The team emphasizes the fact that they’ve had several close calls over the last four years, and they know that the possibility of a central line infection always looms. Wound documentation according to NHSN guidelines is key, Remington says. “I educate our nurses about the importance of being clear and concise in the documentation of a wound. That way, if we do suspect that we meet the criteria for a central line infection but it turns out to stem from a prior wound issue, we can prove what came first.”
Everyone on the team emphasizes the fact that the change is real: BTICU line days are still high, indicating that the acuity level of its patients has not decreased, while staff is still culturing patients at a steady rate. “We’re not hiding the data or gaming the system,” Cochran says. “If you had told me four years ago we’d be having this conversation, I would have laughed and said you’re crazy. I thought there was no way zero could happen on the Burn Unit.”
As Gray says, infection rates are not just numbers we report to the CDC. “We use infection stories in our educational program for nurses. It’s about drilling down to the individual patient level instead of just looking at the system so it’s clear how one single infection can have a significant impact on a patient.”
Cochran reinforces that message. “Working as a team isn’t just something that makes us feel good. This project enacted a cultural change. We’re helping our patients avoid complications that are completely preventable. That changes the way our patients and their families experience care.”

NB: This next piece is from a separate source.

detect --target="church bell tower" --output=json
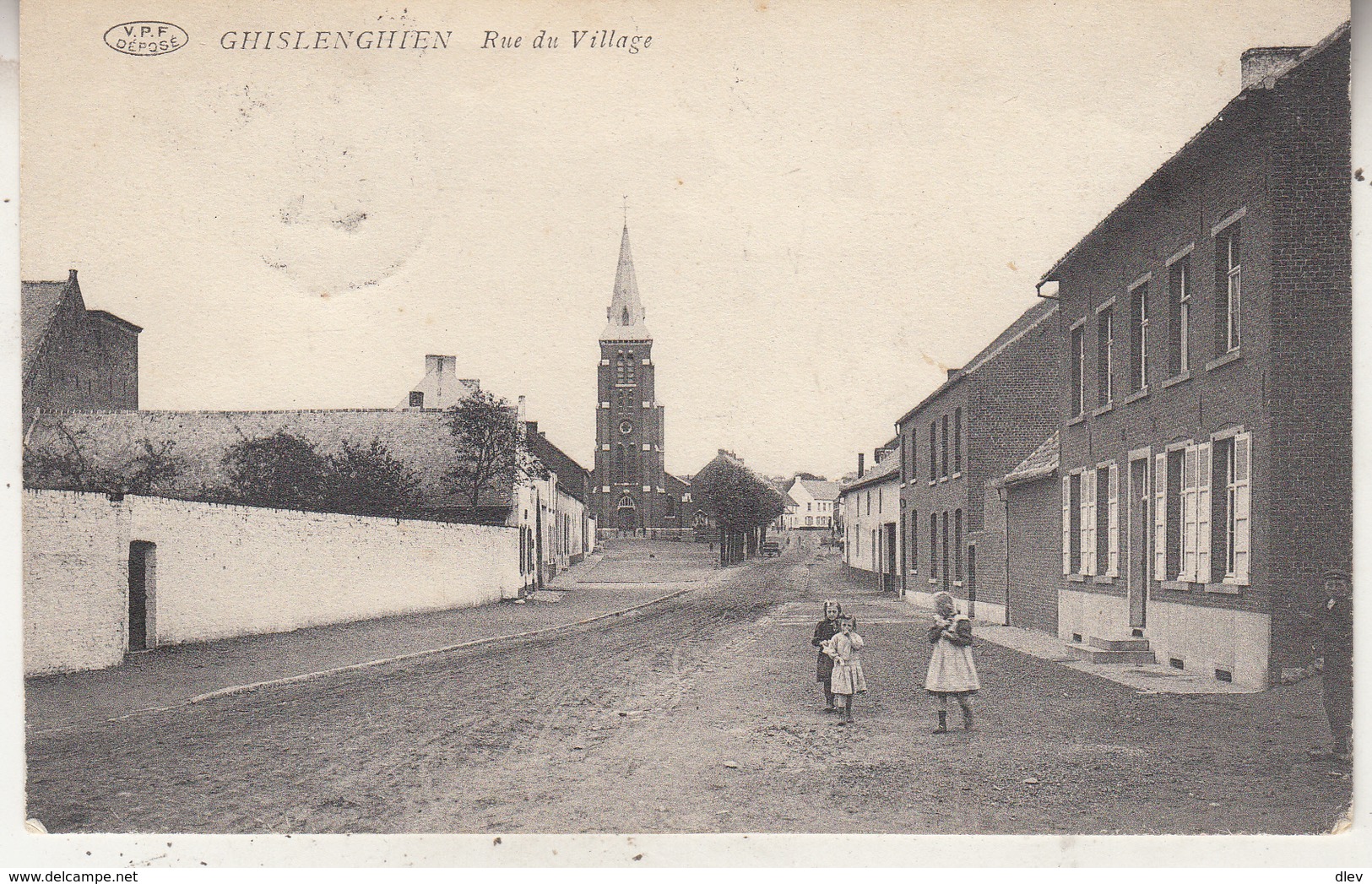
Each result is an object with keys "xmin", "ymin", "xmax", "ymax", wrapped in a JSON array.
[{"xmin": 594, "ymin": 224, "xmax": 667, "ymax": 535}]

Everyone involved emphasizes the fact that the success of this project stems directly from the BTICU’s culture. “They’re the only unit that uses a checklist for every line insertion — and they don’t have any central line infections,” Gray says. “Everyone in the hospital knows that. It’s not a suggestion or a nice to-do. It’s not a top-down mandate. It came from the staff. It’s an expectation.”
After two years without CLASBIs, Gray and her Infection Prevention team began teaching other University of Utah Hospital critical care units about the BTICU’s process. But the success is not perfect; the BTICU is currently struggling with a spike in catheter-associated urinary tract infections (CAUTIs), leading the staff to use the same value improvement methodology to combat a new infection problem.
The BTICU illustrated how to treat central line infections as plane crashes instead of car crashes, compiling a team to investigate its mistakes and make meaningful change that ultimately leads to success. “On the Burn Unit, we get better from our mistakes every day,” Wiggins says. “As Nurse Manager, that’s my focus. Maybe I push too hard on it, but if you expect to make a mistake, you’ll figure out how to fix it.”
“People used to say, ‘Well, it’s health care — infections happen,’” Cathy Gray finishes. “But they don’t have to. With consistency and culture, you can do anything. Change is possible. Zero is possible.”